I want to create an Apache Spark DataFrame from a S3 resource. I've tried on AWS and on IBM S3 Clout Object Store, both fail with
org.apache.spark.util.TaskCompletionListenerException: Premature end of Content-Length delimited message body (expected: 2,250,236; received: 16,360)
I'm running pyspark with
./pyspark --packages com.amazonaws:aws-java-sdk-pom:1.11.828,org.apache.hadoop:hadoop-aws:2.7.0
I'm setting the S3 configuration for IBM with
sc._jsc.hadoopConfiguration().set("fs.s3a.access.key", "xx")
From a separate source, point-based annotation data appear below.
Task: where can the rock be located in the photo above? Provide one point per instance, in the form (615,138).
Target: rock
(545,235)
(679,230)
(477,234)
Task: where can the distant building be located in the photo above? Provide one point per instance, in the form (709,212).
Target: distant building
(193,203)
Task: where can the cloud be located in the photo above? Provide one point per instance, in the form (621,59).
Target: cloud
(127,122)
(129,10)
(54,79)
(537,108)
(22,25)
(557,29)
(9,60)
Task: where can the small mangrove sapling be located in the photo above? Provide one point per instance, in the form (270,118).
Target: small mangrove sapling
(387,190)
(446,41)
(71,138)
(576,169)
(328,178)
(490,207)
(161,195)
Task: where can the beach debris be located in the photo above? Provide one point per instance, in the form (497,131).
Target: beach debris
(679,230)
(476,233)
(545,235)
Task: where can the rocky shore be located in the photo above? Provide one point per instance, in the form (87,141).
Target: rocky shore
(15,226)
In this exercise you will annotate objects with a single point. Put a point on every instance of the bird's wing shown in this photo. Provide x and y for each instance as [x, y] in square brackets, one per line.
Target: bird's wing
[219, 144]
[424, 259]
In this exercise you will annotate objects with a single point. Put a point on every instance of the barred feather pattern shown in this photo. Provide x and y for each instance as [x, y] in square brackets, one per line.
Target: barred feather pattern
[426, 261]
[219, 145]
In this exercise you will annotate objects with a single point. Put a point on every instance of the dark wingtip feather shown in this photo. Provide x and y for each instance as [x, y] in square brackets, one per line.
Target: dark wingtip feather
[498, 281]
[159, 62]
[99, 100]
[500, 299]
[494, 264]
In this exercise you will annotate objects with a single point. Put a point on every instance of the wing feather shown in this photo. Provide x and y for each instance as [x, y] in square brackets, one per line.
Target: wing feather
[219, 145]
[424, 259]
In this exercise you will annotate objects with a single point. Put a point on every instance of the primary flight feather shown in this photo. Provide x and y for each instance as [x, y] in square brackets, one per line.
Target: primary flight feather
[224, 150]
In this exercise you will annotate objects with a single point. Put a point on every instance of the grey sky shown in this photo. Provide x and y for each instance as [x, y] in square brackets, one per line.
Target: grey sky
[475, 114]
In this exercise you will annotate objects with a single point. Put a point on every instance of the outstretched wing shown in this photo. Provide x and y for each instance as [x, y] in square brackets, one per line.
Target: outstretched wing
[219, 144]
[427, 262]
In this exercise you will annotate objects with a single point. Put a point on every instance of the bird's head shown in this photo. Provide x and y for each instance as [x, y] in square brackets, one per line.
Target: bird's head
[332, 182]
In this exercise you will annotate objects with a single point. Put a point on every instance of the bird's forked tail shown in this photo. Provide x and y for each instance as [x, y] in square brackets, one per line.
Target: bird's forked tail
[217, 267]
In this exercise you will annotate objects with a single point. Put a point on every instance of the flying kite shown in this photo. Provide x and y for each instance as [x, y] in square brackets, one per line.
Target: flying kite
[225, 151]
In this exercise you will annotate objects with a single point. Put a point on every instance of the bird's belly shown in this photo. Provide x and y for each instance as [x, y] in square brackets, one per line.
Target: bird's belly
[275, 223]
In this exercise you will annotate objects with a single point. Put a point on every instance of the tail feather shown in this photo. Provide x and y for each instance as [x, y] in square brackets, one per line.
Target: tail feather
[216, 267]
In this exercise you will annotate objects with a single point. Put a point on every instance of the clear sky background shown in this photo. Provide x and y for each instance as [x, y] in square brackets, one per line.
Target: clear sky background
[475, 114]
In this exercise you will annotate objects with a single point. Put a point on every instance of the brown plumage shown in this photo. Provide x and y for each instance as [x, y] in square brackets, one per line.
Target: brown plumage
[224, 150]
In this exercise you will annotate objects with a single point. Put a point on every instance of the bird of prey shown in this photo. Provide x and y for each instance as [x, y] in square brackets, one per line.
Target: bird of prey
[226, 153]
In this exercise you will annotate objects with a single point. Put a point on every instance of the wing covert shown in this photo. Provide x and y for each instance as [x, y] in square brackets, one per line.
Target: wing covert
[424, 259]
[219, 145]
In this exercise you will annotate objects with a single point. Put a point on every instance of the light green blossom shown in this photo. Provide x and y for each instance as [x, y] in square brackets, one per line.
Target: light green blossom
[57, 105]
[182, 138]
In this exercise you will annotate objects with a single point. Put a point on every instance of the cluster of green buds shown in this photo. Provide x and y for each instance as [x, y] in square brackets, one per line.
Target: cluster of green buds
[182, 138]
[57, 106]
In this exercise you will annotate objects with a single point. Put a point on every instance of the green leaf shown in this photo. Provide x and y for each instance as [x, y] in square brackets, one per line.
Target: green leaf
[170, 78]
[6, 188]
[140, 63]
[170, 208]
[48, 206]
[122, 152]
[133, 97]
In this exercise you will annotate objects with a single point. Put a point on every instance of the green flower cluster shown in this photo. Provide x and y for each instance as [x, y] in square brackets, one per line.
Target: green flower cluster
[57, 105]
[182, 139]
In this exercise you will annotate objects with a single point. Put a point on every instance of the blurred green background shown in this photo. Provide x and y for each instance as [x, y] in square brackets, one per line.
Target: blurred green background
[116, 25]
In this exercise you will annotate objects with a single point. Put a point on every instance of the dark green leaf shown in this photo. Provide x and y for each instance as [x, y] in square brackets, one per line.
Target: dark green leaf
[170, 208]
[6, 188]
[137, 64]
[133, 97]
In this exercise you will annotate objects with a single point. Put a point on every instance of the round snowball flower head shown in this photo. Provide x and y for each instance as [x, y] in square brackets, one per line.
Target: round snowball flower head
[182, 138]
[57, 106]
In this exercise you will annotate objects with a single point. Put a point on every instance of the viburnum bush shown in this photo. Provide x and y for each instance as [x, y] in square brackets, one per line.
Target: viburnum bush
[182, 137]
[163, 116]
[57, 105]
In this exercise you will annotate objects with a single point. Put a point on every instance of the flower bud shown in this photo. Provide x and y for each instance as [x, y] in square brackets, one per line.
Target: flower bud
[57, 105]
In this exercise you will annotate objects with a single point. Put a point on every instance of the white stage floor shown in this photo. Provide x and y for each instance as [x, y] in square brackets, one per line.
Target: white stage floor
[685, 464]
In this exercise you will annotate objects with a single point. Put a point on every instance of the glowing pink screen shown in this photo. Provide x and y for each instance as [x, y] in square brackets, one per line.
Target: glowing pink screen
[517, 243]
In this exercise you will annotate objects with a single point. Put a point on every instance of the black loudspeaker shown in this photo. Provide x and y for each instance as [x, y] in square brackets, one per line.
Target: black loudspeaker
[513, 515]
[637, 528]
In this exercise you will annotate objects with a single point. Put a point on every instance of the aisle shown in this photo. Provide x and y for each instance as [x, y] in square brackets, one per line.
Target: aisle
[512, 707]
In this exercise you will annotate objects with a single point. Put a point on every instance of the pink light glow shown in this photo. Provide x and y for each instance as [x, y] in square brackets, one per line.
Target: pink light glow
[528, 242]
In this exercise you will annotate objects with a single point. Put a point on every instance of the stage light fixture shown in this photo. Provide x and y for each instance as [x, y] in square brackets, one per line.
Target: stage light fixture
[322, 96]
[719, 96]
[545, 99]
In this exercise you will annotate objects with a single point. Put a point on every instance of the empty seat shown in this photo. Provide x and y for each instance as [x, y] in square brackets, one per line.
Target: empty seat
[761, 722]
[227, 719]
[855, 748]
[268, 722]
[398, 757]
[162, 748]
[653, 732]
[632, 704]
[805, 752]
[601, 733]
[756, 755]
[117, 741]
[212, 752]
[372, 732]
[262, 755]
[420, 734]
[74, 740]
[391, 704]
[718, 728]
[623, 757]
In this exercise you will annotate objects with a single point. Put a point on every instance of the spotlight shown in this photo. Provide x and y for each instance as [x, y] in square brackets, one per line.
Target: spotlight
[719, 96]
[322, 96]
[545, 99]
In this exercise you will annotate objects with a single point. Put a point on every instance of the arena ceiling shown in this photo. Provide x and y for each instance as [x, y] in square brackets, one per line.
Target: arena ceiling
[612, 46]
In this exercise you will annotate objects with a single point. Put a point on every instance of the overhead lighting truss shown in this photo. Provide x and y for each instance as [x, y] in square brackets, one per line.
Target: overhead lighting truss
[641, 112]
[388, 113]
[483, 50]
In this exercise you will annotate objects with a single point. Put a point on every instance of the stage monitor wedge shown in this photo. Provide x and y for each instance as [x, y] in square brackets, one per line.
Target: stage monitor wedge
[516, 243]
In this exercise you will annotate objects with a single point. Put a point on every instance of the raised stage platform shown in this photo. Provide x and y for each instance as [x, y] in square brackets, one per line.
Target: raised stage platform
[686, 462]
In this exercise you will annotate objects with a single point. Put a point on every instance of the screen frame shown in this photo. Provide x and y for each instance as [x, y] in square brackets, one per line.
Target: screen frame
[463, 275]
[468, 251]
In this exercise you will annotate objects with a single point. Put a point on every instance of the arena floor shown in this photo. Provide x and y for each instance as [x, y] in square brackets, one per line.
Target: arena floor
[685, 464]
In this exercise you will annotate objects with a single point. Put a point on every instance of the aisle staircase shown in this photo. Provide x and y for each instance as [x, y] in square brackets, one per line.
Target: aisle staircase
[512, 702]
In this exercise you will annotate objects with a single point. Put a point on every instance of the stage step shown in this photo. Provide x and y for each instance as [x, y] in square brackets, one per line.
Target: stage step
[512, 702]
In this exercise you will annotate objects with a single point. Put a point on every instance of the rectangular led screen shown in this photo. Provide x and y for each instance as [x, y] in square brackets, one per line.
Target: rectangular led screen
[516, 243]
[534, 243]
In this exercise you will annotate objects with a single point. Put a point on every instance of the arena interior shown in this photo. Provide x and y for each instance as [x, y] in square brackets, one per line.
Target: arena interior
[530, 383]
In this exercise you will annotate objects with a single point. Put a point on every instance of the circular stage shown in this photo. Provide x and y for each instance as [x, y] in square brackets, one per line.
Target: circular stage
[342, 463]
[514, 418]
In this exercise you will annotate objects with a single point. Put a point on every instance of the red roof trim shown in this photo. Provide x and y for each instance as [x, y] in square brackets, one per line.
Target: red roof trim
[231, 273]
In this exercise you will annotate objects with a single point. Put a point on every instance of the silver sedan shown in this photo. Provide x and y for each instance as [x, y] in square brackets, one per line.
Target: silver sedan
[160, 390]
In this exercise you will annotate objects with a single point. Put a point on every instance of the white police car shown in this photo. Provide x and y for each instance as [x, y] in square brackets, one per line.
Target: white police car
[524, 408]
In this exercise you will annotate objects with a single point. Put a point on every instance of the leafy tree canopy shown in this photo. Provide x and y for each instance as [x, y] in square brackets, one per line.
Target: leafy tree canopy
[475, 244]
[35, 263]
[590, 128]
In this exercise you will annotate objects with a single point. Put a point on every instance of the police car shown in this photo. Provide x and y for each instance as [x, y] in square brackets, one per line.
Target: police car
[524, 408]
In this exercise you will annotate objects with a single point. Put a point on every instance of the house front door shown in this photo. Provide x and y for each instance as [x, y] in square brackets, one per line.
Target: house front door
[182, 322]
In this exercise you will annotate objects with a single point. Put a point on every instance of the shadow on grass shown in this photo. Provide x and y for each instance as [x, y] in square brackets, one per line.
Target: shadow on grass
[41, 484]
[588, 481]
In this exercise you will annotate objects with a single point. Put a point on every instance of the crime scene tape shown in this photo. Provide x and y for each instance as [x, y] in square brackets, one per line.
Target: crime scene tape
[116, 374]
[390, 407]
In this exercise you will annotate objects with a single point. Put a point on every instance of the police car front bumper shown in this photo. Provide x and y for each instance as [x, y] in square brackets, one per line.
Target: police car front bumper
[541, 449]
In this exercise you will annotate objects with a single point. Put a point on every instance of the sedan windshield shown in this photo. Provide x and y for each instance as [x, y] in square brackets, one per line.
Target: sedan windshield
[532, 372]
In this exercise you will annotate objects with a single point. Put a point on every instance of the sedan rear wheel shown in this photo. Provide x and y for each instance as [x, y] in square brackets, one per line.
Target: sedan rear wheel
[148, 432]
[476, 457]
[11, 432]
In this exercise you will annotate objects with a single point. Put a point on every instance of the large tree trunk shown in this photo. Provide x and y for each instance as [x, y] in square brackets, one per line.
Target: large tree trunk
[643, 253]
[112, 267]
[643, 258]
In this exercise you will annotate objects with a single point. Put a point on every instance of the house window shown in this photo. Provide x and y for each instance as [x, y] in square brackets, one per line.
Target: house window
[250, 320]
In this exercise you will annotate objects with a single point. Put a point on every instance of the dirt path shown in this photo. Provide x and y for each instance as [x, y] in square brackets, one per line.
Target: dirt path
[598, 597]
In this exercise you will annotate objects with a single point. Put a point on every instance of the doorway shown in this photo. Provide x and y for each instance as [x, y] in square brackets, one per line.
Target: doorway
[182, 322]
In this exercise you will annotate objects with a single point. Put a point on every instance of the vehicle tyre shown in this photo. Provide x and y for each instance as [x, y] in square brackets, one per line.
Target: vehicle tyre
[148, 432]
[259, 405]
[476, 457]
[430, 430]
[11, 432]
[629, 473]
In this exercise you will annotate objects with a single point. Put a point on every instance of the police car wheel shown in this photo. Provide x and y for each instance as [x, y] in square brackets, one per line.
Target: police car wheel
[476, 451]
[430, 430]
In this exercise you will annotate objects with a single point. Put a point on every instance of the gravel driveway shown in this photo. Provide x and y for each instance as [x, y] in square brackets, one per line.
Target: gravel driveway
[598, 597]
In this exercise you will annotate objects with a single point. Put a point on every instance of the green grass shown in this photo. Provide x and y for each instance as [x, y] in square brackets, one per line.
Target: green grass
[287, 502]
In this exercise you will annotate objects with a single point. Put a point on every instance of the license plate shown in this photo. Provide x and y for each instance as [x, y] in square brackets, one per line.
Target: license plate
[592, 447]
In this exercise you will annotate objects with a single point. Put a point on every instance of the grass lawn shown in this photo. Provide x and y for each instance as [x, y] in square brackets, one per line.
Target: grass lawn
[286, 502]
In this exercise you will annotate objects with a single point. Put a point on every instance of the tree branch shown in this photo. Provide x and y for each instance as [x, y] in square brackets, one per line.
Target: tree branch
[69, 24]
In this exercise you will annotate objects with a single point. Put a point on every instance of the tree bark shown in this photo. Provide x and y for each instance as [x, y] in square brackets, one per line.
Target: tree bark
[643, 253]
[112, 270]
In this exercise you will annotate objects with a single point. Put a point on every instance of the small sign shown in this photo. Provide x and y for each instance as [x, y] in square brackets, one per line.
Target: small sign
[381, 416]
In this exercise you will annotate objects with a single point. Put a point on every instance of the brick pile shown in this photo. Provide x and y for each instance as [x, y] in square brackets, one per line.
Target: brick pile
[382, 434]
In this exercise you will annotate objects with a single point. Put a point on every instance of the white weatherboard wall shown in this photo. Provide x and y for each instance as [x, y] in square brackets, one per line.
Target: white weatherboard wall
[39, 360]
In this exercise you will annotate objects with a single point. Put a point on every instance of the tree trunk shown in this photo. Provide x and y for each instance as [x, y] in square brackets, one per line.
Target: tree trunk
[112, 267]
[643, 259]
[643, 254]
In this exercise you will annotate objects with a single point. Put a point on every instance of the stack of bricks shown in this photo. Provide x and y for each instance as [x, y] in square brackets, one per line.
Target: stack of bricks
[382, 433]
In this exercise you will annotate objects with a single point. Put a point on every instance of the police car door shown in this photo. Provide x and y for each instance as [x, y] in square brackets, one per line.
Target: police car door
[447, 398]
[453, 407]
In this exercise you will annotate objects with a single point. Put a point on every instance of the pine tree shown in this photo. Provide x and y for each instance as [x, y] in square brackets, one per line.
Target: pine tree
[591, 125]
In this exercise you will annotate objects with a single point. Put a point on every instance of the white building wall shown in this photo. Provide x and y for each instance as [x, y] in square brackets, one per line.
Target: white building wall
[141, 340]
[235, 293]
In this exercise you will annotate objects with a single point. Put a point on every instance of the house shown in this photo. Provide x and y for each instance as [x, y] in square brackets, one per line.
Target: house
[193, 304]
sc._jsc.hadoopConfiguration().set("fs.s3a.secret.key", "xx")
sc._jsc.hadoopConfiguration().set("fs.s3a.endpoint", "s3.eu-de.cloud-object-storage.appdomain.cloud")
Or AWS with
sc._jsc.hadoopConfiguration().set("fs.s3a.access.key", "xx")
sc._jsc.hadoopConfiguration().set("fs.s3a.secret.key", " xx ")
sc._jsc.hadoopConfiguration().set("fs.s3a.endpoint", "s3.us-west-2.amazonaws.com")
In both cases the following code: df=spark.read.csv("s3a://drill-test/cases.csv")
It fails with the exception
org.apache.spark.util.TaskCompletionListenerException: Premature end of Content-Length delimited message body (expected: 2,250,236; received: 16,360)